19 KiB
Execute a workflow script that orchestrates multiple subagents deterministically. Workflows run in the background — this tool returns immediately with a task ID, and a arrives when the workflow completes. Use /workflows to watch live progress.
A workflow structures work across many agents — to be comprehensive (decompose and cover in parallel), to be confident (independent perspectives and adversarial checks before committing), or to take on scale one context can't hold (migrations, audits, broad sweeps). The script is where you encode that structure: what fans out, what verifies, what synthesizes.
ONLY call this tool when the user has explicitly opted into multi-agent orchestration. Workflows can spawn dozens of agents and consume a large amount of tokens; the user must request that scale, not have it inferred. Explicit opt-in means one of:
- The user included the "workflow" or "workflows" keyword (you'll see a system-reminder confirming it).
- Ultracode is on (a system-reminder confirms it) — see Ultracode below.
- The user directly asked you to run a workflow or use multi-agent orchestration in their own words ("run a workflow", "fan out agents", "orchestrate this with subagents"). The ask must be in the user's words — a task that would merely benefit from a workflow does not count.
- The user invoked a skill or slash command whose instructions tell you to call Workflow.
- The user asked you to run a specific named or saved workflow.

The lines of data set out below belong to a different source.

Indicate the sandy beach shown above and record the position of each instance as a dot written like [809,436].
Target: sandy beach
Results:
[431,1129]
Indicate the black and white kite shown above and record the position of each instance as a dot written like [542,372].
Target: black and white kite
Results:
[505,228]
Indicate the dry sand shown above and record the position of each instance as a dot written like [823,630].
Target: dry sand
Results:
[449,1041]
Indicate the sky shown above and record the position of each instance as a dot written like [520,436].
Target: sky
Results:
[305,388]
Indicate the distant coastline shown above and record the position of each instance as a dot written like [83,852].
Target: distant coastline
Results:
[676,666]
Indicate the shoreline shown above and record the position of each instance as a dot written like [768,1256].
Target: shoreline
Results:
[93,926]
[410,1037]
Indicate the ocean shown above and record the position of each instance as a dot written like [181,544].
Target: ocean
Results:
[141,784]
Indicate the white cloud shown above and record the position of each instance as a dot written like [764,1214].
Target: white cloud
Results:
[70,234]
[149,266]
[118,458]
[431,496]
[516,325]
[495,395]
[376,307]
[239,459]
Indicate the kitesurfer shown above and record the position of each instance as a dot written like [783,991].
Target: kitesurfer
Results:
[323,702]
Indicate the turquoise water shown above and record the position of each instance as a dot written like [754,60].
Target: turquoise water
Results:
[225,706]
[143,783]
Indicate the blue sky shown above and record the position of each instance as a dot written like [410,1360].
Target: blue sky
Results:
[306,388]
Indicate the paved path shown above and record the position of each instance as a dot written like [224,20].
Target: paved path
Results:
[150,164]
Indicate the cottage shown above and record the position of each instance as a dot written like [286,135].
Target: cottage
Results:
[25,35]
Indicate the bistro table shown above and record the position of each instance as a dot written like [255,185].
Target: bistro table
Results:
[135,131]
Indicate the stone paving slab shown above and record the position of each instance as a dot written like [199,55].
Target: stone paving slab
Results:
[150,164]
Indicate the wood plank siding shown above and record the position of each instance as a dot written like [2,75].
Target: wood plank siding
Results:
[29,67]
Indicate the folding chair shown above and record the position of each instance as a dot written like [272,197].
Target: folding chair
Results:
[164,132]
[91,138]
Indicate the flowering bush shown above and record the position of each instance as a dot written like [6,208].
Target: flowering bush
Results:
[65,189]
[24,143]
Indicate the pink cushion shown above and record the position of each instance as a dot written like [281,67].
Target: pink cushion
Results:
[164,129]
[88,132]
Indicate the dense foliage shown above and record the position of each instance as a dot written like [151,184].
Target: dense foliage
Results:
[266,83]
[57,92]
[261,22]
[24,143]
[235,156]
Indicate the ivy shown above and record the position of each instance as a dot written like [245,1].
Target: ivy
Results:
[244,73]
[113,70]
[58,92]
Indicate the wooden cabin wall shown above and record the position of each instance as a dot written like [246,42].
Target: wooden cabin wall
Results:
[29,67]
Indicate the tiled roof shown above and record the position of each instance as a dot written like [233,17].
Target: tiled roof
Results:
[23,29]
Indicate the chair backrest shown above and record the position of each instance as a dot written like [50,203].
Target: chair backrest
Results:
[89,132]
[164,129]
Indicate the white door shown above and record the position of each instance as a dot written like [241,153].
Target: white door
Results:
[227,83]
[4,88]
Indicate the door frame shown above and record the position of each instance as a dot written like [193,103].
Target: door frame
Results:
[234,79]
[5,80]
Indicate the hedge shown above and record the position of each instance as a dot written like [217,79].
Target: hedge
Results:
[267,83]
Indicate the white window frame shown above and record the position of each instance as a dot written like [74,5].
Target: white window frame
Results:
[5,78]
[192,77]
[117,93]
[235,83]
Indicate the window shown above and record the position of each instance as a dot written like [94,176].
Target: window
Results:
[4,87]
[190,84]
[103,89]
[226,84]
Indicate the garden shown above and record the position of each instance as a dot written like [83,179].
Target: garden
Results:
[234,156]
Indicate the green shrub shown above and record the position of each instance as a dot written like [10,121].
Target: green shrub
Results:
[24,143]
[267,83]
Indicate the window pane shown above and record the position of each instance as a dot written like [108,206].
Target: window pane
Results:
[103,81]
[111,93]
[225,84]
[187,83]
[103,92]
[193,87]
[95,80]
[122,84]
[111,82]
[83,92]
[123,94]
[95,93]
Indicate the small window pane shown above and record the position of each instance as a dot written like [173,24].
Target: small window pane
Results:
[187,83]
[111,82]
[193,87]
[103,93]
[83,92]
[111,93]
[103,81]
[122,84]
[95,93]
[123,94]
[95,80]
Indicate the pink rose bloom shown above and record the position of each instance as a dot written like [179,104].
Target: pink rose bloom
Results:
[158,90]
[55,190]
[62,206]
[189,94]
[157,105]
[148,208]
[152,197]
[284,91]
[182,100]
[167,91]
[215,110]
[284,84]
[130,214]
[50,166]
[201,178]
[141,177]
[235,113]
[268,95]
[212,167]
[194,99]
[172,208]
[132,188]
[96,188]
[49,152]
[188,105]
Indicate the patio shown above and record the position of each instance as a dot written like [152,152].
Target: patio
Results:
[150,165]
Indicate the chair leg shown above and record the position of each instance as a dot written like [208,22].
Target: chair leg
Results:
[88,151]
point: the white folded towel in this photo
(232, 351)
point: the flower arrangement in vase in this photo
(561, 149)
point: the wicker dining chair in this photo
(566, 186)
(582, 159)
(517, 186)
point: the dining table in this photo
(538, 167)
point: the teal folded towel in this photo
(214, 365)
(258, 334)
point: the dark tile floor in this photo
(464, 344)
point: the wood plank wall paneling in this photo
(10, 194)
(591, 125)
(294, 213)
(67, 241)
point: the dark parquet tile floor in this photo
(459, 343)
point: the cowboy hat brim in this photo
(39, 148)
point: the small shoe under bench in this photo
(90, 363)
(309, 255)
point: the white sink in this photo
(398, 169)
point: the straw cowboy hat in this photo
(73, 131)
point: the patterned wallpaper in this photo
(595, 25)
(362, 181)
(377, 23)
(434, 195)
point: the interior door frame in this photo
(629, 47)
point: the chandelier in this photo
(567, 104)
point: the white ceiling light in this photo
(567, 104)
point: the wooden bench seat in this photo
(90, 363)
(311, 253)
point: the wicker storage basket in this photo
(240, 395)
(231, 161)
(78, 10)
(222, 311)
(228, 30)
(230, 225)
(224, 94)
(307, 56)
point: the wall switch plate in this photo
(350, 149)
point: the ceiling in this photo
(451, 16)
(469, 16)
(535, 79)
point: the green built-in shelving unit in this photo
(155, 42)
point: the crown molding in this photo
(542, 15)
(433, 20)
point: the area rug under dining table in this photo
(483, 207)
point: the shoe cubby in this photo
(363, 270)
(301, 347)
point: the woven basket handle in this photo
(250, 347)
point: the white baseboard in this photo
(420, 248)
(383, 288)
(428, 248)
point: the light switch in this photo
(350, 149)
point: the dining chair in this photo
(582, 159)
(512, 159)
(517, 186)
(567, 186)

For any other task — even one that would clearly benefit from parallelism — do NOT call this tool. Use the Agent tool for individual subagents, or briefly describe what a multi-agent workflow could do and how much it would roughly cost, and ask the user whether to run it. Mention they can include "workflow" in a future message to skip the ask.
When you do call it, the right move is often hybrid: scout inline first (list the files, find the channels, scope the diff) to discover the work-list, then call Workflow to pipeline over it. You don't need to know the shape before the task — only before the orchestration step.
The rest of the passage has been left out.